I can't seem to find a compelling passage or example in the standard that directly addresses the issue of calling a constexpr member function on a non-constexpr instance, but here are some that may be of help (from draft N4140):
[C++14: 7.1.5/5]:
For a non-template, non-defaulted constexpr function or a non-template, non-defaulted, non-inheriting
constexpr constructor, if no argument values exist such that an invocation of the function or constructor
could be an evaluated subexpression of a core constant expression (5.19), the program is ill-formed; no
diagnostic required.
constexpr int f(bool b)
{ return b ? throw 0 : 0; } // OK
constexpr int f() { return f(true); } // ill-formed, no diagnostic required
From this I take that the program is not outright ill-formed just because a constexpr function has a possible non-constexpr path.
[C++14: 5.19]:
int x; // not constant
struct A {
constexpr A(bool b) : m(b?42:x) { }
int m;
};
constexpr int v = A(true).m; // OK: constructor call initializes
// m with the value 42
constexpr int w = A(false).m; // error: initializer for m is
// x, which is non-constant
This is somewhat closer to your example programs, here a constexpr constructor may reference a non-constexpr variable depending on the value of the argument, but there is no error if this path is not actually taken.
So I don't think either program you presented should be ill-formed, but I cannot offer convincing proof :)
This sounds like a quiz question, and not presented by a student, but the professor testing the public on stackoverflow, but let's see...
Let's start with the One Definition Rule. It's clear neither version violates that, so they both pass that part.
Then, to syntax. Neither have syntax failures, they'll both compile without issue if you don't mind the potential blend of a syntax and semantic issue.
First, the simpler semantic issue. This isn't a syntax problem, but f(), in both versions, is the member of a struct, and the function clearly makes no change to the owning struct, it's returning a constant.

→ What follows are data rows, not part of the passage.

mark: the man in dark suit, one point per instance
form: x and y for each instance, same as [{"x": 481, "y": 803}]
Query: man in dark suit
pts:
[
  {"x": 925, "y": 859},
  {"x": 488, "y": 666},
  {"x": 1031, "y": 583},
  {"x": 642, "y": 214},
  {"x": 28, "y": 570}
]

Although the function is declared constexpr, it is not declared as const, which means if there were some reason to call this as a runtime function, it would generate an error if that attempt were made on a const S. That affects both versions.
Now, the potentially ambiguous return g(S()); Clearly the outer g is a function call, but S may not be so clear as it would be if written return g(S{}); With {} initializing S, there would be no ambiguity in the future should struct S be expanded with an operator() (the struct nearly resembles a functor already). The constructor invoked is automatically generated now, and there is no operator() to create confusion for the compiler at this version, but modern C++14 is supposed to offer clearer alternatives to avoid the "Most Vexing Parse", which g(S()) resembles.
So, I'd have to say that based on semantic rules, they both fail (not so badly though).